/gcs

Proof of concept Event Source for Google Cloud Storage for Knative

Primary LanguageGoApache License 2.0Apache-2.0

KnativeGoogle Cloud Storage Source CRD.

Overview

This repository implements an Event Source for Knative Eventing defined with a CustomResourceDefinition (CRD). This Event Source represents Google Cloud Storage. Point is to demonstrate an Event Source that does not live in the Knative Eventing Sources that can be independently maintained, deployed and so forth.

This particular example demonstrates how to perform basic operations such as:

  • Create a Cloud Storage Notification when a Google Cloud Storage object is created
  • Delete a Notification when that Source is deleted
  • Update a Notification when that Source spec changes

Details

Actual implementation contacts the Cloud Storage API and creates a Notification as specified in the GCSSource CRD Spec. Upon success a Knative service is created to receive calls from the Cloud Storage via GCP Pub Sub and will then forward them to the Channel or a Knative Service.

Purpose

Provide an Event Source that allows subscribing to Cloud Storage Object Notifications and processing them in Knative.

Another purpose is to serve as an example of how to build an Event Source using a [Warm Image[(https://github.com/mattmoor/warm-image) as a starting point.

Prerequisites

  1. Create a Google Cloud project and install the gcloud CLI and run gcloud auth login. This sample will use a mix of gcloud and kubectl commands. The rest of the sample assumes that you've set the $PROJECT_ID environment variable to your Google Cloud project id, and also set your project ID as default using gcloud config set project $PROJECT_ID.

  2. Setup Knative Serving

  3. Configure outbound network access

  4. Setup Knative Eventing using the release.yaml file. This example does not require GCP.

  5. Setup GCP PubSub Source Just need to do Prerequisites, no need to deploy anything unless you just want to make sure that everything is up and running correctly.

  6. Have an existing bucket in GCS (or create a new one) that you have permissions to manage. Let's set up an environmental variable for that which we'll use in the rest of this document.

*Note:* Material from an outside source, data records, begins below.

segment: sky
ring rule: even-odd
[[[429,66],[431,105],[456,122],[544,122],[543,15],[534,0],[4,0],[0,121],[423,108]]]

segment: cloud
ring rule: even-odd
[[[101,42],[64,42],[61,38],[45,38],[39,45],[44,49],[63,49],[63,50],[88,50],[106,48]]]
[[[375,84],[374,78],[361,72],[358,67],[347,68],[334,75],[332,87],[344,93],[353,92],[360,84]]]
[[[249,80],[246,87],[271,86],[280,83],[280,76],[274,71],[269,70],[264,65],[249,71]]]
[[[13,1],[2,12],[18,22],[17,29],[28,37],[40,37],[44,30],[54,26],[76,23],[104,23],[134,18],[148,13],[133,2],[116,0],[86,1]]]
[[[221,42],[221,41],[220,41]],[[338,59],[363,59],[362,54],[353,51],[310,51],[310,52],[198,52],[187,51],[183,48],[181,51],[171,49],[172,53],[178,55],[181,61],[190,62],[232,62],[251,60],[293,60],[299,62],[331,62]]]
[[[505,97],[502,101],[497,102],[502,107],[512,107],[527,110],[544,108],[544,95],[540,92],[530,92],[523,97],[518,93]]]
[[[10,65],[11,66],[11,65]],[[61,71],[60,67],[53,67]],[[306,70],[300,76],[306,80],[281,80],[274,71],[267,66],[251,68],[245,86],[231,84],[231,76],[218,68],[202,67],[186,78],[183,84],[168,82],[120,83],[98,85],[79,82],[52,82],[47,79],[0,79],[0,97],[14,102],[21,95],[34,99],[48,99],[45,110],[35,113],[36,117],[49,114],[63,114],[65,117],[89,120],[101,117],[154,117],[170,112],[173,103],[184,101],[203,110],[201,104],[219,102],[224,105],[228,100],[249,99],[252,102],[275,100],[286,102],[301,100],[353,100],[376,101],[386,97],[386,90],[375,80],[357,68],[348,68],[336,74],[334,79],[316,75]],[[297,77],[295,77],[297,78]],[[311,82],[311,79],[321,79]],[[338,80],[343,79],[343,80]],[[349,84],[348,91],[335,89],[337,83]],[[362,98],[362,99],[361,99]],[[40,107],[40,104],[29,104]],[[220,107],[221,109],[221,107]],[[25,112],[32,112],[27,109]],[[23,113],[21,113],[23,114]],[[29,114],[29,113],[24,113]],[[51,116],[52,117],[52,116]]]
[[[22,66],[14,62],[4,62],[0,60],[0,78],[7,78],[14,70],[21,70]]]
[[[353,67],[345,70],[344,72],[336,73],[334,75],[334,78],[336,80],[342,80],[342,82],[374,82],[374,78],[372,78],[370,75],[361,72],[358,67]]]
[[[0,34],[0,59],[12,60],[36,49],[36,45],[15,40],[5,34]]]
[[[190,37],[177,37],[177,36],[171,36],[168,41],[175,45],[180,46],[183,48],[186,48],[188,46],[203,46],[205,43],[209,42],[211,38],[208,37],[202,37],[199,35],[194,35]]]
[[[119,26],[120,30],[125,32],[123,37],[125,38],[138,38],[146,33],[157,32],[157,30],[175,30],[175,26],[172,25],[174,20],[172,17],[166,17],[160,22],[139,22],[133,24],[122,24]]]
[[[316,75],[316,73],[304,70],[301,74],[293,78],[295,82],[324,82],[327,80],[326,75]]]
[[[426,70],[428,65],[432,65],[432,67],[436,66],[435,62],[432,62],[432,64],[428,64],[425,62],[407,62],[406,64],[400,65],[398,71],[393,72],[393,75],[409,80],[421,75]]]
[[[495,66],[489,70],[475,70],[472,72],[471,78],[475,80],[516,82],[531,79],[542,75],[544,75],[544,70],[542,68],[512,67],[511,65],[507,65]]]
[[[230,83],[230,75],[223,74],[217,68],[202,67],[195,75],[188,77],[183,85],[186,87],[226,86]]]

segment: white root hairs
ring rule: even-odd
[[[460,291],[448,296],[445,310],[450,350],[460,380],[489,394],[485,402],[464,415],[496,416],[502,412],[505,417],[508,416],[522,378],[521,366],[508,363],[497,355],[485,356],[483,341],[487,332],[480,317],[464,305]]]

    export MY_GCS_BUCKET=<YOUR_BUCKET_NAME>

Create a GCP Service Account and a corresponding secret in Kubernetes

  1. Create a GCP Service Account. This sample creates one service account for both registration and receiving messages, but you can also create a separate service account for receiving messages if you want additional privilege separation.

    1. Create a new service account named gcs-source with the following command:

      gcloud iam service-accounts create gcs-source
    2. Give that Service Account the Admin role for storage your GCP project:

      gcloud projects add-iam-policy-binding $PROJECT_ID \
        --member=serviceAccount:gcs-source@$PROJECT_ID.iam.gserviceaccount.com \
        --role roles/storage.admin
    3. Give that Service Account the Editor role for pubsub your GCP project:

      gcloud projects add-iam-policy-binding $PROJECT_ID \
        --member=serviceAccount:gcs-source@$PROJECT_ID.iam.gserviceaccount.com \
        --role roles/pubsub.editor
    4. Create a namespace for where the secret is created and where our controller will run

      kubectl create namespace gcssource-system
    5. Give Google Cloud Storage permissions to publish to GCP Pub Sub.

      1. First find the Service Account that GCS uses to publish to Pub Sub (Either using UI, or using curl as shown below)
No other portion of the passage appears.